The terraforming metaphor isn’t just my sci-fi nostalgia. I use it because environments matter. Before AI can work in African healthcare alongside healthcare workers, it needs an environment rich in breathable data, flowing with connectivity, and availability of fertile hardware.

We are steadily building all three on the continent, but the question is whether, when all is ready, we will plant wisely. Will AI widen health gaps or close them? Will it be just another imported tool, or will it become an African co-worker trained in our languages, attuned to our patients, shaped by our realities?

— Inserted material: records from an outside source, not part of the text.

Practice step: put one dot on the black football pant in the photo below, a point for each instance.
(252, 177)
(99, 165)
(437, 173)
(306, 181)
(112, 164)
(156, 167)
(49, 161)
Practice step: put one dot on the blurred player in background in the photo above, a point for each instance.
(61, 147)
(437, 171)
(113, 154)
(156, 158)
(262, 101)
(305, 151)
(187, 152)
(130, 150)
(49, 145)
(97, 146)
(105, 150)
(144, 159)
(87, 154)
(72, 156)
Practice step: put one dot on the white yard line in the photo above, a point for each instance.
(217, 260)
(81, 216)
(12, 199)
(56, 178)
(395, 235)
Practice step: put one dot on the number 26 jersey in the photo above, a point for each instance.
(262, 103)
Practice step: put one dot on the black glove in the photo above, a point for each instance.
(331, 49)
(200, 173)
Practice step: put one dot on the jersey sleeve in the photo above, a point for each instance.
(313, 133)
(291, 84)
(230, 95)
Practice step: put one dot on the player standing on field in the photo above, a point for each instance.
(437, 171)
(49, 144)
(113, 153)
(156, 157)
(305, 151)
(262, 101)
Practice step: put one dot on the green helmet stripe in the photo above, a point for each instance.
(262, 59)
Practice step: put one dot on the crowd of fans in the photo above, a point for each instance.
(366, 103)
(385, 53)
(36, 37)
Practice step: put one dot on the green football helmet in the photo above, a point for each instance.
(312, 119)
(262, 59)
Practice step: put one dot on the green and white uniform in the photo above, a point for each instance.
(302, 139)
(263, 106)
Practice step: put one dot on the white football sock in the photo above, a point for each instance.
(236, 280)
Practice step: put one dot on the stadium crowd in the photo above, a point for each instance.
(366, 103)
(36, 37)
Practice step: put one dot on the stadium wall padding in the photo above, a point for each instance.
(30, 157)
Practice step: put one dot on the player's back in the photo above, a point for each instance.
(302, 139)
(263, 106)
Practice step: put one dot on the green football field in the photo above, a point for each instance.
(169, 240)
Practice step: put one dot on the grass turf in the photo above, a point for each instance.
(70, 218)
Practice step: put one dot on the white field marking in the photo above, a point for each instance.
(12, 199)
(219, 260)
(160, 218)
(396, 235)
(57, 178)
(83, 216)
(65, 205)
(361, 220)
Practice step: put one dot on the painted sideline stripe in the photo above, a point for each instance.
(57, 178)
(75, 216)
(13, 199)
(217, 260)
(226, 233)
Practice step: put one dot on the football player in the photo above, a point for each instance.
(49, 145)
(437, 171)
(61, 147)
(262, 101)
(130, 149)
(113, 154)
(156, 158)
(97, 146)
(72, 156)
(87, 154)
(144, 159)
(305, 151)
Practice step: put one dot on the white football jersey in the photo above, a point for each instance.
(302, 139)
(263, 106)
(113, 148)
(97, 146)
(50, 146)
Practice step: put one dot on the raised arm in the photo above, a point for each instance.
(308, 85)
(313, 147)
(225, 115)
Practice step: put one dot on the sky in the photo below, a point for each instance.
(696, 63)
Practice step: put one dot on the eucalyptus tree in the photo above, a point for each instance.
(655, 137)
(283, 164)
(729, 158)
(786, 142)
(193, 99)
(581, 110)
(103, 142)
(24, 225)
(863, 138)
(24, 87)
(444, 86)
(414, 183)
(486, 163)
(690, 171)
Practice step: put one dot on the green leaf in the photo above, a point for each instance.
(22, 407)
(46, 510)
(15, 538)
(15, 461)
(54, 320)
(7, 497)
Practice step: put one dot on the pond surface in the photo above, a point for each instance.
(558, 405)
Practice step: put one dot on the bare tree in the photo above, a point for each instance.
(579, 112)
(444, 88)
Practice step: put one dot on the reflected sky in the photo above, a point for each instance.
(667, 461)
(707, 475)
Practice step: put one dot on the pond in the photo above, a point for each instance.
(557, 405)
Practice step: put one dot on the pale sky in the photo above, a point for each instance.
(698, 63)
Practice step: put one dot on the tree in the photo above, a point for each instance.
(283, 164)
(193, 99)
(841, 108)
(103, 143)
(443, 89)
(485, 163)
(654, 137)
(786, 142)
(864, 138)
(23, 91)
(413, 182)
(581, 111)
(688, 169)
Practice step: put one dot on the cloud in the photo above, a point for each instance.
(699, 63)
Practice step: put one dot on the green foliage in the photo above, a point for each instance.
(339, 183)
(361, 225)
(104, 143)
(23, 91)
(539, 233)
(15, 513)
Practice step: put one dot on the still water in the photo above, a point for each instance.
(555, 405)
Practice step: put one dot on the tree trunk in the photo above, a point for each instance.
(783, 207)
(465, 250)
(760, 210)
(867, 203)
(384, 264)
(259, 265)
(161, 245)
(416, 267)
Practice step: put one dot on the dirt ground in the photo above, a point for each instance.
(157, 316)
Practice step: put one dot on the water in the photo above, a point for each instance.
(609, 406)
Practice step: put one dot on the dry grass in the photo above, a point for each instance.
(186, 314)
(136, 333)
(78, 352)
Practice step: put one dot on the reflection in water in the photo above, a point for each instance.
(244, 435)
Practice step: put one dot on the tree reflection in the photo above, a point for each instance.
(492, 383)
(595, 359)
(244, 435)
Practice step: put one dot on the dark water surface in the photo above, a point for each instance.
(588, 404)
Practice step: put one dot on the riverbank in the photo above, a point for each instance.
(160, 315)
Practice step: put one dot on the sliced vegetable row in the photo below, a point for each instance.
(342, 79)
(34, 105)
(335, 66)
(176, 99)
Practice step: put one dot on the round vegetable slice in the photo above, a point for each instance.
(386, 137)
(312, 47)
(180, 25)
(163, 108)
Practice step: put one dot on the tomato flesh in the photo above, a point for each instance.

For my part, I am dedicated to harnessing digital technologies in sustainable ways for the benefit of African communities serving as a bridge between healthcare, technology, and entrepreneurship. My work is to help build the systems that will make the future better, not just for us, but for our children, and for theirs.

Terraforming takes time. Some parts of Africa will be ready sooner than others, and some communities will reap the benefits earlier. Nonetheless, one day we will be done, and looking back, we’ll realise: we didn’t just prepare Africa for AI, we prepared AI for Africa.